So I'm going through the path integral derivation for a general quantum system where the generalized coordinates and momentum are given as $q^i$ and $p^i$ respectively. The transition amplitude we would like to compute is given as $$U(q_a,q_b;t) = \langle q_b| e^{\frac{iHt}{\hbar}}|q_a \rangle.$$ The author mentions to insert a complete set of indeterminate states between each of the $e^{iHt}$ terms, that is, insert $$ 1 = (\prod_i\int dq_k^i)|q_k\rangle\langle q_k| $$ (partitioning them into $\epsilon$ slices).
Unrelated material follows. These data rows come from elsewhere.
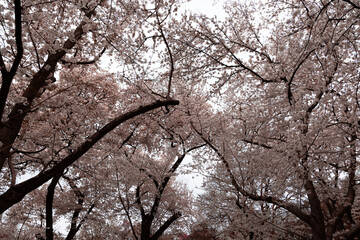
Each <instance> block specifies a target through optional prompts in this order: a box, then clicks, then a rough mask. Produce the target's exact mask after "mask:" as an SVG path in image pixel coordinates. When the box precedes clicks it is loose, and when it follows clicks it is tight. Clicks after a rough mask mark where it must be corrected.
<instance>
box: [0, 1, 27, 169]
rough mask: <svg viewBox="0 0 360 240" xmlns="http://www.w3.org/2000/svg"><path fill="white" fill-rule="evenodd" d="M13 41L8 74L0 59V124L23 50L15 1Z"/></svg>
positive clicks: (23, 50)
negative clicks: (12, 62) (10, 65)
mask: <svg viewBox="0 0 360 240" xmlns="http://www.w3.org/2000/svg"><path fill="white" fill-rule="evenodd" d="M15 41H16V49H17V51H16V56H15V59H14V61H13V64H12V66H11V69H10V71H9V72H8V71H7V70H6V68H5V64H4V60H3V58H2V57H1V58H0V68H1V73H2V84H1V89H0V122H1V119H2V116H3V114H4V109H5V103H6V100H7V97H8V94H9V90H10V86H11V83H12V80H13V79H14V77H15V74H16V71H17V69H18V67H19V65H20V61H21V59H22V56H23V52H24V48H23V44H22V28H21V2H20V0H15ZM0 169H1V167H0Z"/></svg>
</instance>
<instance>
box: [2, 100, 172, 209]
mask: <svg viewBox="0 0 360 240" xmlns="http://www.w3.org/2000/svg"><path fill="white" fill-rule="evenodd" d="M178 104H179V101H177V100H173V99H166V100H161V101H155V102H152V103H149V104H147V105H145V106H140V107H138V108H137V109H135V110H131V111H128V112H126V113H124V114H122V115H120V116H118V117H116V118H114V119H113V120H112V121H110V122H109V123H108V124H106V125H105V126H103V127H102V128H101V129H99V130H98V131H97V132H95V133H94V134H93V135H91V136H90V137H89V138H88V139H87V140H86V141H85V142H83V143H82V144H81V145H80V146H79V147H78V148H77V149H76V150H74V151H73V152H72V153H71V154H69V155H68V156H67V157H65V158H64V159H62V160H61V161H60V162H59V163H57V164H56V165H55V166H54V167H52V168H51V169H49V170H47V171H44V172H41V173H39V174H38V175H36V176H34V177H32V178H30V179H28V180H26V181H24V182H22V183H19V184H16V185H14V186H12V187H10V188H9V189H8V190H7V191H6V192H5V193H3V194H2V195H0V213H2V212H4V211H5V210H6V209H8V208H10V207H11V206H13V205H14V204H16V203H17V202H19V201H21V199H23V198H24V197H25V196H26V195H27V194H28V193H30V192H32V191H33V190H35V189H36V188H38V187H40V186H41V185H43V184H44V183H46V182H47V181H49V180H50V179H51V178H53V177H54V176H56V175H57V174H58V173H59V172H61V171H63V170H64V169H65V168H67V167H69V166H70V165H71V164H73V163H74V162H75V161H77V160H78V159H79V158H80V157H82V156H83V155H84V154H85V153H86V152H88V151H89V150H90V149H91V148H92V147H93V146H94V145H95V144H96V143H97V142H98V141H100V140H101V139H102V138H103V137H104V136H106V135H107V134H108V133H109V132H111V131H112V130H113V129H115V128H116V127H118V126H119V125H121V124H122V123H124V122H125V121H127V120H129V119H132V118H135V117H136V116H139V115H141V114H144V113H147V112H149V111H151V110H154V109H156V108H160V107H163V106H170V105H178Z"/></svg>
This is all fine, but the next step the author says if we consider $H$ to be a function just of $q$ we then have $$\langle q_{k+1}| f(q)| q_k\rangle = f(q_k) \langle q_{k+1}| q_k\rangle = f(q_k) \prod_i \delta(q_k^i-q_{k+1}^i). $$
This part follows nicely, but he claims that we can write it as $$\langle q_{k+1}| f(q)| q_k\rangle =f(\frac{q_k+q_{k+1}}{2})\left(\prod_i\int \frac{dp_k^i}{2\pi}\right)exp[i\sum_i p_k^i(q_{k+1}^i-q_k^i )].$$
Where does $p$ come from here and why does $q_k$ get replaced with the midpoint of $q_k$ and $q_{k+1}$? Also, where does the exponent come from and why the $2\pi$?